Yellow lentils & Fenugreek leaves (Methi)
When A Short Course in Culinary Experiments was first published, I described the fenugreek seeds and fenugreek plant/leaves in the materials section chapter of the book, and the medicinal benefits of these for diabetic patients (according to Auyervedic medicine). At that time, I wrote that one might occasionally find fresh fenugreek leaves (methi) in Indian grocery stores. In the intervening years, the availability of methi has changed in my neck of the woods (Baltimore). Nowadays, fresh methi is available in Indian and Asian grocery stores, year round. There might have been a demand for methi and local farmers might have started growing them in greenhouses, close to Baltimore.
Methi is also available in the dried form in Indian/Asian grocery stores. This can be found in small size packets of 100 grams (3.5 oz) and is not very expensive. If you have never seen methi before, and would like to try a culinary experiment with it, perhaps you can start with the dried form of the plant. This will also be applicable to those who have no easy access to fresh methi plants.
A basic procedure was described for the preparation of yellow lentils (dal) in A Short Course in Culinary Experiments (preparation L3). Numerous variations and experiments were also suggested for the preparation L3. If you are an enthusiast in culinary matters, you can write a booklet for the preparation of dal, just from the variations and experiments suggested in A Short Course in Culinary Experiments. However, the experiment with methi was not among the suggestions.
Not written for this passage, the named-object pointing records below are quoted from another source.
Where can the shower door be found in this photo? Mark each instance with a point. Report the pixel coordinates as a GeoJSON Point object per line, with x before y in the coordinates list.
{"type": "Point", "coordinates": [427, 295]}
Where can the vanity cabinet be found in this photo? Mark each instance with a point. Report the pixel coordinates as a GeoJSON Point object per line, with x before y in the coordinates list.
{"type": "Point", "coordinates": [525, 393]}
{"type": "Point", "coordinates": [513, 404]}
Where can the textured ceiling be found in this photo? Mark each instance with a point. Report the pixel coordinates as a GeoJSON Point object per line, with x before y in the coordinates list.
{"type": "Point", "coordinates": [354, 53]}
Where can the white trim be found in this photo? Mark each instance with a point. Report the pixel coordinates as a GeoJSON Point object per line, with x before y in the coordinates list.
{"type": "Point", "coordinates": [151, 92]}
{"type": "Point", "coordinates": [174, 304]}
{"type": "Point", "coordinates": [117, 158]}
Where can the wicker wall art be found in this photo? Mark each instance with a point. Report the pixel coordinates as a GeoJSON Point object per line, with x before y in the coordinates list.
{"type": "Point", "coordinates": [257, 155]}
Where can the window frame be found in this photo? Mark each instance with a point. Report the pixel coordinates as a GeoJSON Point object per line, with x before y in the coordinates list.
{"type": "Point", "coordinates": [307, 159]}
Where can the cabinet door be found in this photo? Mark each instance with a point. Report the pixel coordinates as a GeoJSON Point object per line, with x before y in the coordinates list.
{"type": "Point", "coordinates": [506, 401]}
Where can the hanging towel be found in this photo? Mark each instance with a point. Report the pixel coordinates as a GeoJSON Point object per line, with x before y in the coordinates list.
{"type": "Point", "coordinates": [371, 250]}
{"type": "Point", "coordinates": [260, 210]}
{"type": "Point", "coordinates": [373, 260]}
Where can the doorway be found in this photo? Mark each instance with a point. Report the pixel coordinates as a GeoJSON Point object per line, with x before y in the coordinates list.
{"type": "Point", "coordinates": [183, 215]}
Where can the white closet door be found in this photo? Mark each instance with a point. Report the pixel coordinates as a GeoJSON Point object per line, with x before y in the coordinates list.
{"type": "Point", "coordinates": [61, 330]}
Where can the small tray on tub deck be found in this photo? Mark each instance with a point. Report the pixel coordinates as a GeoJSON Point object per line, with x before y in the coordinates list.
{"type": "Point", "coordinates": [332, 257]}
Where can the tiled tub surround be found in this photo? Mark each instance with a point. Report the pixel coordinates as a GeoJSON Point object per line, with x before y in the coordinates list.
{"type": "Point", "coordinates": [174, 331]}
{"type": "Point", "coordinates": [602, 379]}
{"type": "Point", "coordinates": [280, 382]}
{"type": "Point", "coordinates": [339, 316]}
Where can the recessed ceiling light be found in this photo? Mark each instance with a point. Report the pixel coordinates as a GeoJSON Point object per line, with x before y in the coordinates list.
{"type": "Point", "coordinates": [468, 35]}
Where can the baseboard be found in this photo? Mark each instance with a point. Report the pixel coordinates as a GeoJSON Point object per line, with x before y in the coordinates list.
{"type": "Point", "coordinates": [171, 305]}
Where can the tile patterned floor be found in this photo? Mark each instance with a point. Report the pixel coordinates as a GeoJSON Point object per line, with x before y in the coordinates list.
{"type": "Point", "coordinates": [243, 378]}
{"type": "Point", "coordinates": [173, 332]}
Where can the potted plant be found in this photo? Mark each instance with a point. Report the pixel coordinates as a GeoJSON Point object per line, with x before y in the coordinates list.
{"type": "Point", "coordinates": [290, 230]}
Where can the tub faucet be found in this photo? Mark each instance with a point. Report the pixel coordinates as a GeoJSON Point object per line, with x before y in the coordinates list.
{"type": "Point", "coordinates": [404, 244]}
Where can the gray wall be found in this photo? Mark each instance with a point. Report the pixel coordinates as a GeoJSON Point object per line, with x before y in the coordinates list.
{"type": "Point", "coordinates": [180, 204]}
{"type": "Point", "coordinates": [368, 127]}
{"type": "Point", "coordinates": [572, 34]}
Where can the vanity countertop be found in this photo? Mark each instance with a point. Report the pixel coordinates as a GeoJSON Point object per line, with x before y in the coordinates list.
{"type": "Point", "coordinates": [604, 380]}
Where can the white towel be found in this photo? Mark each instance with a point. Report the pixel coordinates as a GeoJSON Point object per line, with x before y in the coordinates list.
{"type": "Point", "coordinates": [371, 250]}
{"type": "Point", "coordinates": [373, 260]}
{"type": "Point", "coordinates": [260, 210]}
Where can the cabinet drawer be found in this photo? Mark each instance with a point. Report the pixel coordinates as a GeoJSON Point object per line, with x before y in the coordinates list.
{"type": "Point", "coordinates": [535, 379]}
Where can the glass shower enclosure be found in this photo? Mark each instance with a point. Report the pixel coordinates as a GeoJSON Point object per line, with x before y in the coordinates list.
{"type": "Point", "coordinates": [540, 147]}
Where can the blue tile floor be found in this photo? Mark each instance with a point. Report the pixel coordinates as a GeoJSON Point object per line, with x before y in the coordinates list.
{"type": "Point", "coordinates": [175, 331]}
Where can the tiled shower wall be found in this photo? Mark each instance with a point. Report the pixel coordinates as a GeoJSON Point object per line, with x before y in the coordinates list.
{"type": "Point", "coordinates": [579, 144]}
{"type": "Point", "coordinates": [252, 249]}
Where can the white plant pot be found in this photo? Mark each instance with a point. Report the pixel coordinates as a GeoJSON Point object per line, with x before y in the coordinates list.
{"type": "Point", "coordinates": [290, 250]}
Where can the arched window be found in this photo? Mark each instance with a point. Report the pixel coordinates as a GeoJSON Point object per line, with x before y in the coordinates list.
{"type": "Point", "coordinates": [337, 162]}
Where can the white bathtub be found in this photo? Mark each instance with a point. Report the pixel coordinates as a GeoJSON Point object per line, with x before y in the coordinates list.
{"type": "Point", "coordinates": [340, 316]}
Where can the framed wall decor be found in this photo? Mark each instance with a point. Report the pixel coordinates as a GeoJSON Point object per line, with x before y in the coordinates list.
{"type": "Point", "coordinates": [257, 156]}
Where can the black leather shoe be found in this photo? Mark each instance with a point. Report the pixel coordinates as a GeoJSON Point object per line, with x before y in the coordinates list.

Both fenugreek seed and plant have a mild bitter taste (some will say it is very bitter) and thus you have to be prudent in the use of this plant for cooking. The procedure L3 was described for 1 cup of dal. You can adopt the same cooking procedure, but add 1 tablespoon of dried methi leaves when the dal is almost cooked (about 5 minutes prior to turning off the heat). Follow the seasoning procedure that you have mind for the dal, as usual. Depending on the palatability of methi, you may increase the quantity of methi leaves for the next preparation of dal or try to procure fresh methi leaves. Weight-for-weight, the dried form of methi is cheaper, though a notch below par on taste. Of course, if you don’t like the taste of this plant, these points are irrelevant.
I will be posting a few more preparations with methi leaves. Those who are interested in the use of methi leaves for their medicinal value will find them useful.